I chose this approach because I wanted to build real understanding, not just academic knowledge. And I think it worked because I can look at something I built at work and trace a direct line back to something I learned in the programme.
The thesis
This was the hardest and most meaningful part.
I chose to write about quality assurance for AI-based copilots and agents. The reason was simple: I was working with these systems at WEPA Digital, and I kept running into the same problem. How do you actually test an AI agent? How do you know it is reliable? How do you measure fairness, robustness, security not just accuracy?
Traditional QA frameworks are built for deterministic systems. AI agents are not deterministic. They hallucinate. They behave differently depending on context. They can be manipulated. The standard approaches just do not cover this properly, and I found that gap genuinely interesting.
So I built a framework. A proper one with a test matrix, standardised test cases, a Python-based test manager, an evaluation engine, structured logging, and automated reporting. I implemented it across two environments: Azure AI and Copilot Studio.
The Azure AI side worked well. FastAPI backend, Azure OpenAI integration, automated pipelines. Clean and testable.
Copilot Studio was a different story. API constraints, authentication barriers, limited programmatic access, full automation was simply not possible. So I adapted. I built a hybrid model where test cases were generated and structured automatically, then executed manually in Microsoft Teams, with results fed back into the reporting system. Not ideal. But realistic. And I think that honesty about limitations made the thesis stronger, not weaker.

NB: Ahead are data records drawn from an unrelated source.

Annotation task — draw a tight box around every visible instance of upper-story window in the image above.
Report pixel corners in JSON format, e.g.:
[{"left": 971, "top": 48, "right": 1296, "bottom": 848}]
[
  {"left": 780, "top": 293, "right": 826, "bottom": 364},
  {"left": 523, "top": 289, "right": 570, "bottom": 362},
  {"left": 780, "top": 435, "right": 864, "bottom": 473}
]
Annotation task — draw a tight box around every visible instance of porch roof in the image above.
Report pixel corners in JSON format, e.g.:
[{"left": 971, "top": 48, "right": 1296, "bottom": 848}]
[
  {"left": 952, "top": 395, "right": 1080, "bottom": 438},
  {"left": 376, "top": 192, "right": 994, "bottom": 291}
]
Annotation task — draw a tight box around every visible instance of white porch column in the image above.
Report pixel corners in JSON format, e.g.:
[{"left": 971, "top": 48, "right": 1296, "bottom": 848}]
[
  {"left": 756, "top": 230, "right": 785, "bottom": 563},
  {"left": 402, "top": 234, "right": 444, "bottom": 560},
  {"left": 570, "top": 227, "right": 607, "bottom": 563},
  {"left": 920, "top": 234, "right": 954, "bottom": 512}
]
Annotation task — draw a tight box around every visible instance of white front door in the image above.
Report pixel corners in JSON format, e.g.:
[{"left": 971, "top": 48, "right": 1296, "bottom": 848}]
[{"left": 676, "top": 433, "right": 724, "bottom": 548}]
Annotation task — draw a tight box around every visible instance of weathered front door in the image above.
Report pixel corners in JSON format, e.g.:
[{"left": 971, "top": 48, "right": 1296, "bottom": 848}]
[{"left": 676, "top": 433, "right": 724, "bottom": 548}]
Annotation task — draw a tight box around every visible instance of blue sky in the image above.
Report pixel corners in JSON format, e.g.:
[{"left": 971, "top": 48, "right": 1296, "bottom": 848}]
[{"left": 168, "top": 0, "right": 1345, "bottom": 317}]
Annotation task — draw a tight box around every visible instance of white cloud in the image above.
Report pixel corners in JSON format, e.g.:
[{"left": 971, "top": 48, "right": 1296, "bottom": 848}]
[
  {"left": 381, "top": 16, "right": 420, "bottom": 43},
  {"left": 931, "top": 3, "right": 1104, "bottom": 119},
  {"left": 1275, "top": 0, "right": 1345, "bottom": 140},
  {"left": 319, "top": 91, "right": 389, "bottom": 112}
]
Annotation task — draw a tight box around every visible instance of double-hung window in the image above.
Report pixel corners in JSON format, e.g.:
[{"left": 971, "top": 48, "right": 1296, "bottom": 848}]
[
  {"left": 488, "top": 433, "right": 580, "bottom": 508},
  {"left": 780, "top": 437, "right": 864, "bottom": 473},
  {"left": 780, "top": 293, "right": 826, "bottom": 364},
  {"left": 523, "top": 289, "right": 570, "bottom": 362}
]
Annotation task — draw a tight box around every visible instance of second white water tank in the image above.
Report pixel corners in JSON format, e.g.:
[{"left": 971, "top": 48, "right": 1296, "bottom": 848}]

The conclusion I kept coming back to: systematic QA for AI is not optional. It is a necessity. We just do not have all the tools yet. That felt like an honest and important thing to say.
What studying internationally actually meant
I have lived in Tunisia, Bahrain, and Germany. So the international aspect of this programme was not new territory for me. But it still added something.
When you work and study with people from genuinely different backgrounds, you start noticing how much of what you assume is universal is actually just familiar. The way you structure an argument. The way you give feedback. The way you handle disagreement. None of that is universal. And once you see it, you cannot unsee it.
This made me a better communicator. A more careful listener. Slightly more patient than I used to be.
Looking back
I am not going to pretend the master's was perfect. Some modules felt disconnected from what I was actually doing in the industry. Some deadlines were brutal for no obvious reason. There were moments where I genuinely questioned whether the effort was worth it.
But the overall arc? Yes. It was worth it.
Not because of the degree itself though that matters too. It was worth it because of the way it changed how I think. I approach problems differently now. I ask better questions. I am more comfortable with uncertainty and more disciplined about how I work through it.
I went in wanting to become a better software engineer. I came out thinking more like a systems engineer, someone who cares not just about whether something works, but about why it works, and what happens when it does not.
That shift is what I will carry forward.